Growing with God: A daily devotional with Tonia Slimm.
Exodus 2:11-12 (NIV)
One day, after Moses had grown up, he went out to where his own people were and watched them at their hard labor. He saw an Egyptian beating a Hebrew, one of his own people. Looking this way and that and seeing no one, he killed the Egyptian and hid him in the sand.
Exodus 2:11-12 (MSG)
Time passed. Moses grew up. One day he went and saw his brothers, saw all that hard labor. Then he saw an Egyptian hit a Hebrew—one of his relatives! He looked this way and then that; when he realized there was no one in sight, he killed the Egyptian and buried him in the sand.
“One day, after Moses had grown [into adulthood], it happened that he went to his countrymen and looked [with compassion] at their hard labors; and he saw an Egyptian beating a Hebrew, one of his countrymen. He turned to look around, and seeing no one, he killed the Egyptian and hid him in the sand.”-AMPLIFIED
We find that Moses has grown up, we are told by most theologians that he was 40 years old at this point in his life. In our text today we should pick up on the fact that Moses identified with the Hebrews. I am sure that this happened because of the training that he received at the feet of his parents before receiving his training in the palace. His foundational training was focused on Jehovah and the history of his forefathers; this would have affected the rest of his training completely.
Historically we are told that Moses was trained to take over or take part in the running of the Empire. The historian Josephus tells us that Moses was in fact a trained military leader. The book of Acts tells us, “Moses was educated in all the wisdom of the Egyptians and was powerful in speech and action.” -Acts 7:22 (NIV)
Despite everything that had been taught to him by the Egyptian teachers, trainers, and military generals; we find Moses still identified with his people. It all went back to what he learned at the feet of his parents. We see from our text that Moses went to where his own people were and watched them as they worked hard. He had compassion on them. He noticed that they had been singled out and he felt their pain. So much so; that when he saw an Egyptian beating his fellow Hebrew he reacted, not in a good way, and killed the Egyptian.

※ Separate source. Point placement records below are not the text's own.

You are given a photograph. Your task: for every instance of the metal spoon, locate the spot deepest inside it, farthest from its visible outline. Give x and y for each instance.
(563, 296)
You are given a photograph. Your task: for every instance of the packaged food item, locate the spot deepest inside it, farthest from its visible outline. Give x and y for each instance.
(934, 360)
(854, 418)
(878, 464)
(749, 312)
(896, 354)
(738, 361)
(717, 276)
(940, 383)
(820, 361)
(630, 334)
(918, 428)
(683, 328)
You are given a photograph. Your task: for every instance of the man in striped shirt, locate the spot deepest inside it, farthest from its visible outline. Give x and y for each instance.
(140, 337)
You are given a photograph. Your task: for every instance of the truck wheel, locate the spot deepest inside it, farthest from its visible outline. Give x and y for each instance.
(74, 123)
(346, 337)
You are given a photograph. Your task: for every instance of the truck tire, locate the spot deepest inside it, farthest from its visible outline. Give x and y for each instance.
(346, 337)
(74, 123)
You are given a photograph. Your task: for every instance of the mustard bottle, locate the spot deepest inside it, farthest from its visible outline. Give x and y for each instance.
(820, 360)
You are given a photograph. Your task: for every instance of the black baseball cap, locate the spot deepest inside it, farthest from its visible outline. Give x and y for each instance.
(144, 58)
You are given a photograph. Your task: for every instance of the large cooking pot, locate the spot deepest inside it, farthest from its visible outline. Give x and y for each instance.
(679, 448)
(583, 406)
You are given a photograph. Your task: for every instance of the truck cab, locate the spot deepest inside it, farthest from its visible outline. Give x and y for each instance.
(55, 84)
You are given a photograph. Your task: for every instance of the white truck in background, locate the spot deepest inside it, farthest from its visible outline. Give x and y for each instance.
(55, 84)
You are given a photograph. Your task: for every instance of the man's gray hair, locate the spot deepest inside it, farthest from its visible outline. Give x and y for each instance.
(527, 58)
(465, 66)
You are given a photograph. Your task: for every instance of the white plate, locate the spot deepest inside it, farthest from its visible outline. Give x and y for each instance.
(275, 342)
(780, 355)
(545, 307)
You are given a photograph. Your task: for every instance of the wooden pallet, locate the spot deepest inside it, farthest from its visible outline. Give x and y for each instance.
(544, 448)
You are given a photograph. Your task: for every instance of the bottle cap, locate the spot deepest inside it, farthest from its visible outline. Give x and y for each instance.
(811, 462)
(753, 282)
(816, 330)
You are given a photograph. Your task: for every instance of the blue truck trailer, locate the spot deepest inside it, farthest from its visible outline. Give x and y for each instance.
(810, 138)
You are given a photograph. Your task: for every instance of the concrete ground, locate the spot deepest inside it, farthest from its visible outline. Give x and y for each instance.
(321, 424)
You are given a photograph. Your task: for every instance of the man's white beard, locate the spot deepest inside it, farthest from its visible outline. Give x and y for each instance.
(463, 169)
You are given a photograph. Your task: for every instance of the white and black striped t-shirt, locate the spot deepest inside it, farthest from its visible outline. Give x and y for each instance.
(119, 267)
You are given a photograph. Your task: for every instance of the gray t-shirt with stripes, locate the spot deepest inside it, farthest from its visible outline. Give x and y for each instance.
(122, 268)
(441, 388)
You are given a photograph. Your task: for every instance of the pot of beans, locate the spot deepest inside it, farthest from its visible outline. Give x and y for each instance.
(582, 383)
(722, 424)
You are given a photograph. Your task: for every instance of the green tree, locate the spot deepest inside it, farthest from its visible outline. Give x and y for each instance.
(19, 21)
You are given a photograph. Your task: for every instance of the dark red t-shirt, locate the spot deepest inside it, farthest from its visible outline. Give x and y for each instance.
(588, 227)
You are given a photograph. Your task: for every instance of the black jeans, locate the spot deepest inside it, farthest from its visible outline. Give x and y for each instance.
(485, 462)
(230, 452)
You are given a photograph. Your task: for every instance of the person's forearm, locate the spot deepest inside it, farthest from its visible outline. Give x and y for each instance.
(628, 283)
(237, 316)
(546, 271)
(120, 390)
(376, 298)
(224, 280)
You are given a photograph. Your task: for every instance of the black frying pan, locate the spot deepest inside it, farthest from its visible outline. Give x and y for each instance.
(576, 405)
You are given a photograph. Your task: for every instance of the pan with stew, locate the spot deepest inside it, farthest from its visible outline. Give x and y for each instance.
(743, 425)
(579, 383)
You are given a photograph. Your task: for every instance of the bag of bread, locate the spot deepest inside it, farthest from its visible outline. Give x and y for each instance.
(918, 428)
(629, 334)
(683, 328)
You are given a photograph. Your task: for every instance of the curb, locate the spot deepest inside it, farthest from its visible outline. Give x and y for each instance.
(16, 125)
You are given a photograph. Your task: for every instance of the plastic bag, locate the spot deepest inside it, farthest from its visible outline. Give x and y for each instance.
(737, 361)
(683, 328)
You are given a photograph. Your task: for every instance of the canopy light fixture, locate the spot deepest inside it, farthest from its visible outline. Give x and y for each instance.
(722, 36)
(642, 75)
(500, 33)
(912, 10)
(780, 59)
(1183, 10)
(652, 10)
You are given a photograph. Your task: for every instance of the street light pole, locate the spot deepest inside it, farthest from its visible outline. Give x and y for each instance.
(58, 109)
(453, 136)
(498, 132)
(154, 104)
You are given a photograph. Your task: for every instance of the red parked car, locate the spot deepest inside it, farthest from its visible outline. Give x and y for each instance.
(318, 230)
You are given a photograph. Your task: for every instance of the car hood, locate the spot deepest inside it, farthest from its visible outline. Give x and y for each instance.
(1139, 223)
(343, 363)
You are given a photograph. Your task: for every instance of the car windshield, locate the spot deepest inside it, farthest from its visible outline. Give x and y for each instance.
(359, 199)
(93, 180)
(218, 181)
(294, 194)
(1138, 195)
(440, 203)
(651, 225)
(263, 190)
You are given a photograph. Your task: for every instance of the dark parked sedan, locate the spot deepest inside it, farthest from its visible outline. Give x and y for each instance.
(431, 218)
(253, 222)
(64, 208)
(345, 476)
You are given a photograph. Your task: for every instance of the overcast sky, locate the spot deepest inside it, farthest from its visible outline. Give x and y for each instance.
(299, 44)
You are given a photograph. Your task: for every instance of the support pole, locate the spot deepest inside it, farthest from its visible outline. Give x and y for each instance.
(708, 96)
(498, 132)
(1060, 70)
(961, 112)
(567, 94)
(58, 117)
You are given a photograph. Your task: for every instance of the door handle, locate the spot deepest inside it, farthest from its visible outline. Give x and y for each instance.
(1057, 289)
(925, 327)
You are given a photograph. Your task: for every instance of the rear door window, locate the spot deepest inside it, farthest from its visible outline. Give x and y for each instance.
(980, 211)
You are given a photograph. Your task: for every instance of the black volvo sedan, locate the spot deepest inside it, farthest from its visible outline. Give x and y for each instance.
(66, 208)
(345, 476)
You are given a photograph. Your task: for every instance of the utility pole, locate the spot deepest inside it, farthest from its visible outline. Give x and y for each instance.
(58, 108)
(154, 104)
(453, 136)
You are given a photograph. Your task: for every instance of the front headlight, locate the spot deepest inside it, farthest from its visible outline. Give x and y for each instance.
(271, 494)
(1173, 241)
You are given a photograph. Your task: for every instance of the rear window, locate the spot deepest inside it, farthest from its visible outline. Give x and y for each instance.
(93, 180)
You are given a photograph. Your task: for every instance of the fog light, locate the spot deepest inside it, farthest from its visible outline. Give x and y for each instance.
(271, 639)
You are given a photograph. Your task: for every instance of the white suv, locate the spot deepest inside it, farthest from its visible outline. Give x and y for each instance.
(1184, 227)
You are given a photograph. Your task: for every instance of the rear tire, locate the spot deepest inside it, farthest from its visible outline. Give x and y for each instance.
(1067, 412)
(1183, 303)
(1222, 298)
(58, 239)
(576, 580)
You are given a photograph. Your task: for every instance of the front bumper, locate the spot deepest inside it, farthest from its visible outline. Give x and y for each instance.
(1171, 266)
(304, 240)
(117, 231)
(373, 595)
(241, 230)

As Christians we are called to identify with Christ. The Apostle Paul encouraged the Philippians to identify themselves with Christ. He said, “Think of yourselves the way Christ Jesus thought of himself. He had equal status with God but didn’t think so much of himself that he had to cling to the advantages of that status no matter what. Not at all. When the time came, he set aside the privileges of deity and took on the status of a slave, became human! Having become human, he stayed human. It was an incredibly humbling process. He didn’t claim special privileges. Instead, he lived a selfless, obedient life and then died a selfless, obedient death—and the worst kind of death at that—a crucifixion.” -Philippians 2:5-8 (MSG)
In fact, Paul encourages us to identify with Christ over 160 times in his epistles. Why? Because it is in Christ, and only in Christ, that we can find our true identity. It is only in Christ that we can find freedom. It is only through Christ that we, as children of God, can know and understand who we are truly meant to be. “In Christ”, should be our motto!
Who or what do you identify with? Remember these words that Paul wrote to the Corinthians; “Anyone who is joined to Christ is a new being; the old is gone, the new has come.” 2 Corinthians 5:17 (GNT) Let us be sure that we are finding our true identity in
Lord, help me to know and understand who I am in you. Remind me that I should not be identifying with the Word, or the things in this World, but instead, I should be keeping my mind and heart focused on you. You have good things planned for my life, but in order for them to become a reality I must realize who I am wholly and completely in you. Have your way in my life I pray, dear Lord.